羽衣町の七不思議のひとつに「ナマケモノの光」というものがある。

一年に一度の七夕の夜。雲が晴れて月が見えた時にだけ、大量の流れ星のようなものが真っ暗闇を駆け抜ける。それがナマケモノの仕業だというのだ。

当たり前のことだけど、ナマケモノはゆっくりとしか動けない。だから、その話をはじめて聞いたときは全く信じることができなかった。一度おしょくじくんと一緒に動物園の開園から閉園までの間ずーっとナマケモノの檻の前で彼らを見ていたのだけれど、彼らはずっと眠っていたままで、まばたきすらしてくれなかった。(本当はちょっとだけ頭を掻いていたみたいだったけど)

でも、七夕の夜は動物園のナマケモノの檻がすっかり空になっていたり、山のふもとでナマケモノの足跡のようなものが見つかったり、児童館の子供達が書いたナマケモノ宛の手紙が消えていたりと、そんなうわさ話を聞いてから、だんだん本当のような気がしてきたんだ。
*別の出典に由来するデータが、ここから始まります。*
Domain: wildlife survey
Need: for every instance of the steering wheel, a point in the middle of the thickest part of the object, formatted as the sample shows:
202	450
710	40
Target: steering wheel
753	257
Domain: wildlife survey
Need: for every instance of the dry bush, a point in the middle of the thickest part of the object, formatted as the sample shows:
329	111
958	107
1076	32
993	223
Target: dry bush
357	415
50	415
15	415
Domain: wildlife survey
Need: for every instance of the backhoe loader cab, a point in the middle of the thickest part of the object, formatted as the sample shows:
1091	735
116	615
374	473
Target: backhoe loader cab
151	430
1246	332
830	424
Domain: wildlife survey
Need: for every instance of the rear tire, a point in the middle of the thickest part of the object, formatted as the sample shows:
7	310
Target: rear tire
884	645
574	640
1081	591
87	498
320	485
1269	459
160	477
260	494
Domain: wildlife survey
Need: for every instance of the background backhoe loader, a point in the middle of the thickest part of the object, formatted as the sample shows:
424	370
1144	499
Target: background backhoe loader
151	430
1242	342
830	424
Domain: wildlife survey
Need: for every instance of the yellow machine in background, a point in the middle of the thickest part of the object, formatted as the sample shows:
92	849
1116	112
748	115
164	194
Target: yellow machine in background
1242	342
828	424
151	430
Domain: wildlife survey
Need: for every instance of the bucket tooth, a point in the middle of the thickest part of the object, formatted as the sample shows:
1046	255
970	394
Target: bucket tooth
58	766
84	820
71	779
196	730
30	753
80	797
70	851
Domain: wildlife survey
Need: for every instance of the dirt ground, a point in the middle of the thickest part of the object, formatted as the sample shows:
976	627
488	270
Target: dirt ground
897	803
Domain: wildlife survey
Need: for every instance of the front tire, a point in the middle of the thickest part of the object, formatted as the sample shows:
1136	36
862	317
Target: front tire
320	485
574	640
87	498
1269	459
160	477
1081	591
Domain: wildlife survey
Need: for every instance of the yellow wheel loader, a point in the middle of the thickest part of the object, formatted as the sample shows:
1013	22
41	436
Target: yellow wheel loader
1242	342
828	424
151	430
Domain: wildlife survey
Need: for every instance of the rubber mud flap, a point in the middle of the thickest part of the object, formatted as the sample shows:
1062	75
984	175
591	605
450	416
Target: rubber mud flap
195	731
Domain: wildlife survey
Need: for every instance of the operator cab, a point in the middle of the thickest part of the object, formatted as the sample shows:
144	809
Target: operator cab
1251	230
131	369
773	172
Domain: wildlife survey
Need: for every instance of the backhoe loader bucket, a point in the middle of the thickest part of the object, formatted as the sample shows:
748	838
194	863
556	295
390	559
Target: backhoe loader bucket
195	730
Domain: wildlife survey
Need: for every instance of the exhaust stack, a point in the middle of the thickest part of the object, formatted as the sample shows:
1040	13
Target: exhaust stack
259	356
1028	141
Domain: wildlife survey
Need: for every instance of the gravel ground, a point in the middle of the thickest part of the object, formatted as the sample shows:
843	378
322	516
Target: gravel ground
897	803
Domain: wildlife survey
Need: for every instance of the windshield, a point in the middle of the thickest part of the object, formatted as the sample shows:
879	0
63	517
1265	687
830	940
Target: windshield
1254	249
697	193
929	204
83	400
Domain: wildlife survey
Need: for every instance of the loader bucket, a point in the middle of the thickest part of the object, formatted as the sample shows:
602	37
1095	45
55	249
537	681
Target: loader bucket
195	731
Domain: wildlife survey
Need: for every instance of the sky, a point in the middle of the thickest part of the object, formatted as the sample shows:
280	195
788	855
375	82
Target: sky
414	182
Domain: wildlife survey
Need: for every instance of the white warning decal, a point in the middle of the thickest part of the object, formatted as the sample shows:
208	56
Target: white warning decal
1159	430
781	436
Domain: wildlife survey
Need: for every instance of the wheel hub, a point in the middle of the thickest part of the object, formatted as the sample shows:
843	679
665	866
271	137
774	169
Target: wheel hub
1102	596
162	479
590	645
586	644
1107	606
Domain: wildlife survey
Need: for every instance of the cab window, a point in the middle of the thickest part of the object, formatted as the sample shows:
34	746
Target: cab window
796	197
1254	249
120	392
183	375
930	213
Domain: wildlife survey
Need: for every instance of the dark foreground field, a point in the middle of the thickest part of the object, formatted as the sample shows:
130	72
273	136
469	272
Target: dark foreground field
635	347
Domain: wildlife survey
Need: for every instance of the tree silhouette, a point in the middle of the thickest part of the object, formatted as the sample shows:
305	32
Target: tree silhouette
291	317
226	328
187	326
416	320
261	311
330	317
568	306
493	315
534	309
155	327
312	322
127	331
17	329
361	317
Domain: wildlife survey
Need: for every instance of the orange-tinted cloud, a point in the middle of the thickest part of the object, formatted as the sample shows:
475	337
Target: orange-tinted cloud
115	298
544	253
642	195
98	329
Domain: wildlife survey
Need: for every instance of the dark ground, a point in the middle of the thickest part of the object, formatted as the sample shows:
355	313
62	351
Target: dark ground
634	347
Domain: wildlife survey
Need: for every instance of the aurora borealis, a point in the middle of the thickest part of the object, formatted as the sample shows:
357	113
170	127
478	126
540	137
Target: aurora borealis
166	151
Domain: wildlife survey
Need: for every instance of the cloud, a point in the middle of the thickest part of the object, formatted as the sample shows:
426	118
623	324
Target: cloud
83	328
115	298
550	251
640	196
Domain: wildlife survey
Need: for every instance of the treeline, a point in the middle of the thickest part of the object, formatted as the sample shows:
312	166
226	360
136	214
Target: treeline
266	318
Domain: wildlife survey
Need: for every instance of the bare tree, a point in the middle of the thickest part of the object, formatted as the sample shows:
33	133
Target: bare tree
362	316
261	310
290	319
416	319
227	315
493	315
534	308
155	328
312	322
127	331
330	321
昨年と一昨年の七夕の夜は、途中から雨が降ってきてしまって何も見ることはできなかった。今年は雨に邪魔されないよう、たる美が大量のてるてる坊主を作ってくれている。その間、僕とおしょくじくんでナマケモノ追跡計画を練っていると、ドングリングリンがベランダの窓を開けてひょいと入ってきた。(第二話に続く https://note.com/oshokujikun/n/n3194586650d5)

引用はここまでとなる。